Royal Mail’s revenue stability ‘unclear’, says broker


It is currently “unclear” whether Royal Mail PLC (LSE:RMG)’s revenue trends in both parcels and letters will stabilise once the disruption brought on by the COVID-19 pandemic has passed, according to analysts at Liberum.

In a note on Monday, the broker, which rates Royal Mail at ‘hold’ with a 560p price target, said that if revenue growth takes longer to fade or stabilises at a higher rate the in the past, it may be “possible to largely mitigate the forthcoming working week shortening in the UK business” which they said is a “looming headwind” for costs.

READ: Royal Mail’s mid-term outlook ‘highly uncertain’, says broker

However, Liberum said that even if this case the company’s management will face “a race to deliver productivity improvements” and that they expected the slowdown in revenue growth seen in Royal Mail’s recent update to continue in coming quarters as “toughen and trading conditions begin to normalise”.

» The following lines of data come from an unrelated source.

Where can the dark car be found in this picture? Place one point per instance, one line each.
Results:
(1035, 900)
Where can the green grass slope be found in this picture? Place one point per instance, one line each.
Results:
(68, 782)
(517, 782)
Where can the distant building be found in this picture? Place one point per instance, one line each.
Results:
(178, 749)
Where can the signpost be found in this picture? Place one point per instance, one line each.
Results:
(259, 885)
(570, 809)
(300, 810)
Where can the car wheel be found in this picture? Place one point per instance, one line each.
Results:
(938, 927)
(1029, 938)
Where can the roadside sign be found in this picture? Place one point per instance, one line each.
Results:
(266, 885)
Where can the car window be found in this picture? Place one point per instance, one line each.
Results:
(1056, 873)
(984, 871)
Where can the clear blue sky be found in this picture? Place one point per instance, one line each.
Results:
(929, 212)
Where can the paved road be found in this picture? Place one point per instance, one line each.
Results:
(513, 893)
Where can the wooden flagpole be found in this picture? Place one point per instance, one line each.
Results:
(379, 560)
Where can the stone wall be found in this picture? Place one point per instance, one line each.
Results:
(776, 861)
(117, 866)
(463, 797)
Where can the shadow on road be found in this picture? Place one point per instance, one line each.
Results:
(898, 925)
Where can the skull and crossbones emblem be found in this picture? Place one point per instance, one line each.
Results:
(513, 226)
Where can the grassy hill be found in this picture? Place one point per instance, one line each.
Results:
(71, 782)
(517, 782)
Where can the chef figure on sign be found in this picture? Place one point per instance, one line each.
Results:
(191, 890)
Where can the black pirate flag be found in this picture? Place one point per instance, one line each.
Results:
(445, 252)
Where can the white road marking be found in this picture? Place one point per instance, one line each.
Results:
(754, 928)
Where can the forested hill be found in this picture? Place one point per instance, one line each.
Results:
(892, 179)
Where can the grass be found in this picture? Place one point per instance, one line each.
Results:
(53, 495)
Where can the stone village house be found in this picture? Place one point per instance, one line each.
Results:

“We remain mindful of the challenges that Royal Mail continues to face. Getting productivity improvements back to the previous 2-3% annual range is feasible, but requires the repaired relationship between senior management and the CWU trade union leadership to be replicated across the business…The addition of at least two parcel sorting mega-hubs is needed for capacity and capability (especially later cut-off times for next-day deliveries), but there have been execution issues so far and implementation risks cannot be ignored”, the broker said.

Shares in Royal Mail were down 1.3% at 536.2p in late morning trading on Monday.